Pembukaan Pelatihan Tim Publikasi Pesantren Darunnajah Di Darunnajah Learning Center Pembukaan Pelatihan Tim Publikasi Pesantren Darunnajah Di Darunnajah Learning Center

Pembukaan Pelatihan Tim Publikasi Pesantren Darunnajah Di Darunnajah Learning Center

Pada hari Kamis, 20 November 2025 telah berlangsung Pembukaan Pelatihan Tim Publikasi Pesantren Darunnajah di Darunnajah Learning Center, Cipanas. Kegiatan ini diawali dengan Pembukaan oleh Ust. Musthafa Zahir, Lc., M.A. Beliau menjelaskan bahwa kegiatan pelatihan ini merupakan kegiatan rutin setiap tahunnya bagi para guru-guru Darunnajah, khususnya mereka yang bertugas di bagian publikasi.

Beliau juga memaparkan Sejarah terbentuknya Tim Publikasi di Darunnajah yang telah beroperasi sejak awal tahun 2001, pada masa ketika website masih sangat jarang di Indonesia. Pada tahun 2004, tim publikasi mulai terbentuk dengan tokoh-tokoh seperti Ustadz Husni Thamrin, Ustadz Azrul Azmani, dan Ustadz Nasrullah.

Darunnajah tidak hanya melakukan pelatihan publikasi internal, namun juga rutin untuk mengadakan pelatihan untuk pesantren-pesantren lain di Indonesia. Bahkan pernah melatih hampir 500 Pesantren yang berdampak luar biasa bagi kemajuan publikasi pesantren-pesantren tersebut.

Tantangan utama yang dihadapi adalah mayoritas peserta merupakan anggota baru. Hal ini memerlukan percepatan dan akselerasi pembelajaran agar peserta dapat langsung produktif setelah pelatihan. Tantangan lain adalah mempertahankan istiqamah atau konsistensi dalam berkarya. Seperti ungkapan yang disampaikan, istiqamah lebih penting daripada seribu keajaiban.

Di era keterbukaan media saat ini, segala yang terjadi di pesantren menjadi transparan dan mudah dinilai oleh masyarakat luas. Berbagai isu negatif yang muncul perlu dijawab dengan mengangkat hal-hal positif yang dimiliki pesantren. Pesantren memiliki banyak nilai positif yang sangat dibutuhkan masyarakat, dan inilah yang harus menjadi fokus publikasi.

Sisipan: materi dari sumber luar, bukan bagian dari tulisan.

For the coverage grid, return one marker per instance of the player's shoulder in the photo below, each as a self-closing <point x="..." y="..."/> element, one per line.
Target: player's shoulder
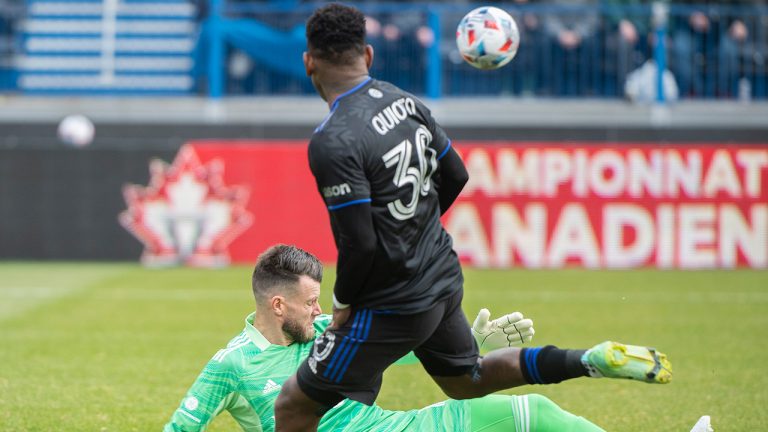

Tujuan utama tim Publikasi ini sangat sederhana namun berdampak penting sekali, yaitu memperbanyak jumlah santri. Dengan banyaknya santri, pesantren akan semakin maju dan berkembang pesat. Fakta menunjukkan bahwa tren penurunan jumlah santri telah terjadi secara nasional, tidak hanya di pesantren tetapi juga di sekolah-sekolah umum dan pemerintah. Penyebabnya antara lain penurunan angka kelahiran, penurunan taraf ekonomi, dan kesadaran pendidikan karakter yang semakin menurun.

Beliau menjelaskan bahwa pelatihan ini bersifat TOT atau Training of Trainers. Jadi tidak hanya pembekalan untuk diri sendiri, tetapi bagaimana caranya supaya bisa mengajarkannya lagi di Lembaga masing-masing. Sehingga seluruh komunitas seperti guru ataupun santri ikut mempublikasikan pesantren.

Untuk kedepannya, beliau berharap generasi sekarang dapat berbuat lebih baik daripada generasi sebelumnya. Dengan skill yang sudah lebih mumpuni karena terbiasa dengan teknologi sejak lahir, ditambah dengan pelatihan yang sistematis, tim publikasi Darunnajah diharapkan dapat terus menjadi contoh bagi pesantren-pesantren lain dan membawa kemajuan bagi lembaga serta masyarakat luas.